GET ready for a scorching year as experts as predicting 2004 could be the hottest year on record.Scientists from the University of East Anglia are forecasting that next year will be the second warmest ever throughout the world.

GET ready for a scorching year as experts as predicting 2004 could be the hottest year on record.

Scientists from the University of East Anglia are forecasting that next year will be the second warmest ever throughout the world.

And there is a one in five chance of it being the hottest of all time.

A combination of greenhouse gas emissions and the El Nino cycle could take the average temperatures to an all-time high.

The global prediction for 2004 is for 0.5C above the average temperature – and although the summer of 2003 saw temperature records tumble in Britain and western Europe, globally this year wasn't the hottest ever.

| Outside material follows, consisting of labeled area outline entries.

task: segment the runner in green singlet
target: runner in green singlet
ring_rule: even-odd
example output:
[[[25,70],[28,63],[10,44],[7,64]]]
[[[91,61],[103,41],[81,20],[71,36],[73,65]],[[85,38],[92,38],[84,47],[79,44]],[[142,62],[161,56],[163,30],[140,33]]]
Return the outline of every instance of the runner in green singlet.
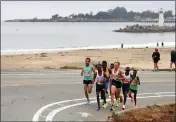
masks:
[[[81,71],[81,76],[84,75],[84,79],[83,79],[83,84],[84,84],[84,93],[85,96],[87,98],[87,103],[86,104],[90,104],[90,100],[89,100],[89,95],[92,92],[92,84],[94,83],[93,81],[93,73],[95,73],[95,70],[92,66],[90,66],[90,58],[86,58],[85,59],[85,66],[82,68]]]
[[[131,83],[130,83],[130,90],[129,90],[129,97],[131,98],[131,102],[133,102],[133,97],[131,96],[134,93],[134,108],[136,108],[136,96],[138,91],[138,85],[140,85],[139,76],[137,76],[137,70],[133,70],[133,74],[131,75]]]

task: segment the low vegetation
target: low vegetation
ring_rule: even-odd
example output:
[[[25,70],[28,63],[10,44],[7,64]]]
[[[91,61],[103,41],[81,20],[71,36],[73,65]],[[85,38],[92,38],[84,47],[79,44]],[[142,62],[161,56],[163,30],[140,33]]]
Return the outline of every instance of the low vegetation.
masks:
[[[176,122],[176,104],[153,105],[113,114],[111,122]]]

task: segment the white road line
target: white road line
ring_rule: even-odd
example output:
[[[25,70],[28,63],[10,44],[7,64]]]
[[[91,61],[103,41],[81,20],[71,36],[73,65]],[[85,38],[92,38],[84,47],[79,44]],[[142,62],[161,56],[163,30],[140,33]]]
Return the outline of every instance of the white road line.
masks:
[[[175,95],[165,95],[165,96],[175,96]],[[141,98],[141,99],[145,99],[145,98],[156,98],[156,97],[163,97],[163,96],[146,96],[146,97],[137,97],[138,99]],[[129,98],[128,98],[129,99]],[[110,99],[108,99],[107,101],[110,101]],[[96,103],[97,101],[91,101],[91,103]],[[53,110],[51,113],[48,114],[48,116],[46,117],[46,120],[45,121],[52,121],[54,116],[65,110],[65,109],[68,109],[68,108],[71,108],[71,107],[75,107],[75,106],[79,106],[79,105],[84,105],[85,102],[82,102],[82,103],[76,103],[76,104],[72,104],[72,105],[68,105],[68,106],[64,106],[64,107],[61,107],[61,108],[57,108],[55,110]]]
[[[62,74],[62,75],[68,75],[68,74],[80,74],[80,72],[53,72],[53,73],[38,73],[38,72],[36,72],[36,73],[31,73],[31,72],[24,72],[24,73],[21,73],[21,72],[19,72],[19,73],[3,73],[3,72],[1,72],[1,75],[58,75],[58,74]],[[160,73],[153,73],[153,72],[143,72],[143,73],[139,73],[140,75],[162,75],[162,74],[172,74],[172,75],[174,75],[175,73],[167,73],[167,72],[160,72]]]
[[[43,116],[43,115],[40,115],[41,117],[43,117],[43,118],[46,118],[46,116]]]
[[[80,74],[80,73],[58,73],[59,75],[75,75],[75,74]],[[58,75],[58,74],[50,74],[50,73],[48,73],[48,74],[38,74],[38,73],[36,73],[36,74],[1,74],[1,75],[17,75],[17,76],[20,76],[20,75]]]
[[[95,98],[96,98],[96,97],[90,98],[90,99],[95,99]],[[86,98],[73,99],[73,100],[64,100],[64,101],[55,102],[55,103],[51,103],[51,104],[48,104],[48,105],[46,105],[46,106],[43,106],[42,108],[40,108],[40,109],[35,113],[35,115],[34,115],[32,121],[38,121],[38,120],[39,120],[39,115],[41,115],[42,112],[43,112],[45,109],[47,109],[47,108],[49,108],[49,107],[51,107],[51,106],[53,106],[53,105],[57,105],[57,104],[60,104],[60,103],[66,103],[66,102],[72,102],[72,101],[80,101],[80,100],[86,100]]]
[[[173,93],[174,95],[173,96],[175,96],[175,92],[157,92],[157,93]],[[155,93],[141,93],[141,94],[155,94]],[[141,94],[138,94],[138,95],[141,95]],[[149,96],[148,96],[149,97]],[[146,97],[137,97],[137,98],[148,98],[147,96]],[[150,96],[150,98],[151,97],[161,97],[161,96]],[[94,98],[90,98],[91,100],[92,99],[96,99],[96,97],[94,97]],[[34,122],[36,122],[36,121],[39,121],[39,116],[42,114],[42,112],[43,111],[45,111],[47,108],[49,108],[49,107],[51,107],[51,106],[54,106],[54,105],[57,105],[57,104],[61,104],[61,103],[67,103],[67,102],[73,102],[73,101],[76,101],[76,102],[78,102],[78,101],[81,101],[81,100],[86,100],[86,98],[81,98],[81,99],[73,99],[73,100],[64,100],[64,101],[59,101],[59,102],[55,102],[55,103],[51,103],[51,104],[48,104],[48,105],[45,105],[45,106],[43,106],[42,108],[40,108],[35,114],[34,114],[34,116],[33,116],[33,119],[32,119],[32,121],[34,121]],[[92,101],[91,101],[92,102]],[[96,102],[96,101],[95,101]],[[73,104],[74,106],[77,106],[77,105],[83,105],[83,104],[85,104],[85,102],[84,103],[76,103],[76,104]],[[73,106],[73,105],[71,105],[71,107]],[[70,105],[69,105],[70,106]],[[73,106],[73,107],[74,107]],[[60,109],[57,109],[57,111],[62,111],[62,110],[64,110],[64,109],[66,109],[68,106],[64,106],[64,107],[62,107],[62,109],[60,108]],[[68,107],[69,108],[69,107]],[[57,113],[57,111],[55,111],[56,113]],[[53,112],[52,112],[53,113]],[[55,114],[55,113],[54,113]],[[50,114],[51,115],[51,114]],[[53,114],[52,114],[52,116],[53,116]],[[48,117],[49,119],[51,119],[51,116],[50,117]]]

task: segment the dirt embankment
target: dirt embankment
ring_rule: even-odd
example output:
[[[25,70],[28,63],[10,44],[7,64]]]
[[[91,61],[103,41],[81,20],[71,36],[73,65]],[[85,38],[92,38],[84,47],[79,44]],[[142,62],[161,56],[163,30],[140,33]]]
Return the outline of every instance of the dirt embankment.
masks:
[[[176,122],[176,103],[153,105],[114,114],[109,122]]]

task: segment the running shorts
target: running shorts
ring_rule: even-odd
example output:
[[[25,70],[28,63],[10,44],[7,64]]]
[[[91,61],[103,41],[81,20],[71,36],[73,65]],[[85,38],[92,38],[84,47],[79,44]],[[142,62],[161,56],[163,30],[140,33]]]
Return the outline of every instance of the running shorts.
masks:
[[[108,89],[108,87],[109,87],[109,82],[105,81],[105,88]]]
[[[171,62],[172,63],[176,63],[176,59],[171,59]]]
[[[96,83],[96,92],[101,92],[101,99],[105,97],[105,83],[98,84]]]
[[[92,80],[83,80],[83,84],[86,84],[86,85],[92,84]]]
[[[116,88],[121,88],[122,87],[122,82],[113,79],[111,85],[116,86]]]
[[[123,95],[125,94],[125,93],[128,93],[129,92],[129,89],[130,89],[130,84],[125,84],[125,83],[123,83],[122,84],[122,92],[123,92]]]
[[[130,89],[130,91],[133,92],[133,93],[137,92],[137,90],[133,90],[133,89]]]

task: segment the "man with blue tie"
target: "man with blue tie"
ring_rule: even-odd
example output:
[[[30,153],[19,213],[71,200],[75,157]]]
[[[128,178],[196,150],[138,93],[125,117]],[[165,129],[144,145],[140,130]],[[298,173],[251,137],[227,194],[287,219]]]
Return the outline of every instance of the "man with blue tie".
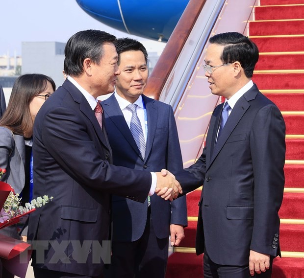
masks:
[[[209,42],[205,76],[225,100],[212,113],[203,154],[176,177],[184,193],[203,184],[196,248],[205,278],[270,278],[280,255],[285,123],[251,80],[256,46],[236,32]]]
[[[97,99],[114,91],[120,73],[115,41],[97,30],[73,35],[65,48],[68,77],[37,115],[34,198],[54,198],[29,217],[35,278],[102,277],[110,255],[111,194],[143,203],[155,187],[165,198],[182,193],[160,173],[113,165]]]
[[[119,39],[115,46],[121,74],[115,93],[102,102],[113,163],[143,171],[182,170],[172,108],[142,95],[148,76],[146,49],[129,38]],[[140,204],[113,196],[107,277],[165,277],[169,236],[171,245],[178,246],[187,224],[185,197],[170,203],[152,196]]]

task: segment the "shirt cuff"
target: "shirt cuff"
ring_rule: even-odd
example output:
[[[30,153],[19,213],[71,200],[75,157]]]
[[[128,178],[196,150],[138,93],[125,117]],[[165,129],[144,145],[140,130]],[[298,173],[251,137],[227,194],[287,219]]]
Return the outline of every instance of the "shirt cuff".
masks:
[[[150,172],[152,177],[152,182],[151,183],[151,187],[149,191],[149,196],[152,196],[155,192],[155,189],[156,188],[156,182],[157,181],[157,177],[156,173]]]

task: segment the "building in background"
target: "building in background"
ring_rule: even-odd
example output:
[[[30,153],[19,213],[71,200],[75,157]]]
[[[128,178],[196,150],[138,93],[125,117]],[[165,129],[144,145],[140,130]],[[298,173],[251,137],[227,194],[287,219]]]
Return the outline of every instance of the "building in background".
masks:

Professor Phil Jones of the UEA's Climatic Research Unit said: "We would need an El Nino event to make it the warmest ever.

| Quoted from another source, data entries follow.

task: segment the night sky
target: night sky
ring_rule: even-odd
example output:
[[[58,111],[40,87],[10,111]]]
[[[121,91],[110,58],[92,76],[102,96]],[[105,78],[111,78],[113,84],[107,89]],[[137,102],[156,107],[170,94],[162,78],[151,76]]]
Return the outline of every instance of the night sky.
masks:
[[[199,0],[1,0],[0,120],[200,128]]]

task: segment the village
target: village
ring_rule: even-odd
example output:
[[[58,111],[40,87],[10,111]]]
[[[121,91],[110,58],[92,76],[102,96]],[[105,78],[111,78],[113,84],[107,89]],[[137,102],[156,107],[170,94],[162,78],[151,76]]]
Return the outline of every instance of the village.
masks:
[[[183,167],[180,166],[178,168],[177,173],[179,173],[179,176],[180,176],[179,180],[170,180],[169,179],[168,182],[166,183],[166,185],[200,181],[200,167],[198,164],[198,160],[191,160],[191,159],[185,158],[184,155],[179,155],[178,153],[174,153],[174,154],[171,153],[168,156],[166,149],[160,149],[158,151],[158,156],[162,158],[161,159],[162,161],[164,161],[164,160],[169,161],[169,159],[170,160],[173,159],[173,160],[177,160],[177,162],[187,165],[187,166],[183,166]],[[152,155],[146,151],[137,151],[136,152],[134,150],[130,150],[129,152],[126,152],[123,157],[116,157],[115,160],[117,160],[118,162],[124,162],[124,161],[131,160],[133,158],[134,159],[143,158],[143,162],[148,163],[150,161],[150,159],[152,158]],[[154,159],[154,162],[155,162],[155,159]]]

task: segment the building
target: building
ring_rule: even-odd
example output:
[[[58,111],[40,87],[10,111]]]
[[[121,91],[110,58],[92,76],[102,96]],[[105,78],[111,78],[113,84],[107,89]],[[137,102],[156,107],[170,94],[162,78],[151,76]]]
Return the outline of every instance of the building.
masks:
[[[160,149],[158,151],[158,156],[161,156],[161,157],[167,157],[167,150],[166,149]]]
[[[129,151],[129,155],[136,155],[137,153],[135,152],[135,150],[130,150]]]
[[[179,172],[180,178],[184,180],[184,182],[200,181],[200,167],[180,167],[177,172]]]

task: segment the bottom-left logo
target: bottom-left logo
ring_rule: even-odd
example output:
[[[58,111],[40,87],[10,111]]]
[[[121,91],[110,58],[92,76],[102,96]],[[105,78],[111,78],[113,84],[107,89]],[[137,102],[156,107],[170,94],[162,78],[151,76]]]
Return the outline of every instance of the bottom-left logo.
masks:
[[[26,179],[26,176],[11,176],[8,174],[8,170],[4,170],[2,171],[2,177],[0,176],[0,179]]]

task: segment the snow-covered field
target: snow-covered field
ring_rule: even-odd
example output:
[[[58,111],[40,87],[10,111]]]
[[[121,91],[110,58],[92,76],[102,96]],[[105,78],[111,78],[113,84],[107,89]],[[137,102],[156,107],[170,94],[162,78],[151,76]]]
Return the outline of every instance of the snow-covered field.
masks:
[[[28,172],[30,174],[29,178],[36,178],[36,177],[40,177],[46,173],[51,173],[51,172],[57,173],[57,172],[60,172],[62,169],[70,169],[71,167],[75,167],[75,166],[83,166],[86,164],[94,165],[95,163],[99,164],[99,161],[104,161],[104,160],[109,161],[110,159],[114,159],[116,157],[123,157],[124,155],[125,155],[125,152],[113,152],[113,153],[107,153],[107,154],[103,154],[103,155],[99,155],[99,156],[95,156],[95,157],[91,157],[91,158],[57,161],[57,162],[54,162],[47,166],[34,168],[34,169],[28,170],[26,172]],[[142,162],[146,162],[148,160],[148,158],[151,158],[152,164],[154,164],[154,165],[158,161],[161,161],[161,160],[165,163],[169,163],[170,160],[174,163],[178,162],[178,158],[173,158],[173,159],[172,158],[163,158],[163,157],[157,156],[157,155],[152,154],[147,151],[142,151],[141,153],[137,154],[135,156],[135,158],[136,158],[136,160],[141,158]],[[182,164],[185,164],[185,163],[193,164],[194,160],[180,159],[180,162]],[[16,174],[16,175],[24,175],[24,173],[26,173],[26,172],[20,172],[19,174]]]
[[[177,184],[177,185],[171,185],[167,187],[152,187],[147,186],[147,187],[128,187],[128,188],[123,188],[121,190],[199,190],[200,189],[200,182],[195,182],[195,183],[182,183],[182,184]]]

"A lot of people are predicting one because there hasn't been one for a number of years, and they tend to happen every three to five years."

If such an event did occur certain areas of the world, notably Australia, South-East Asia and western America, would experience higher temperatures.

Prof Jones added: "There is a 20 per cent probability that 2004 would be as warm or warmer than 1998, which was the warmest on record at 0.55C above average.

"Apart from 1949, four of the five warmest years have been since 1990. You can put that down to the fact that the world is gradually warming due to a build-up of greenhouse gases in the atmosphere."

But a forecast for East Anglia is not yet available as is it is not possible to produce more localised predictions.

This summer saw the mercury in thermometers rising to the highest levels ever and led to problems for many people, from rail passengers to farmers.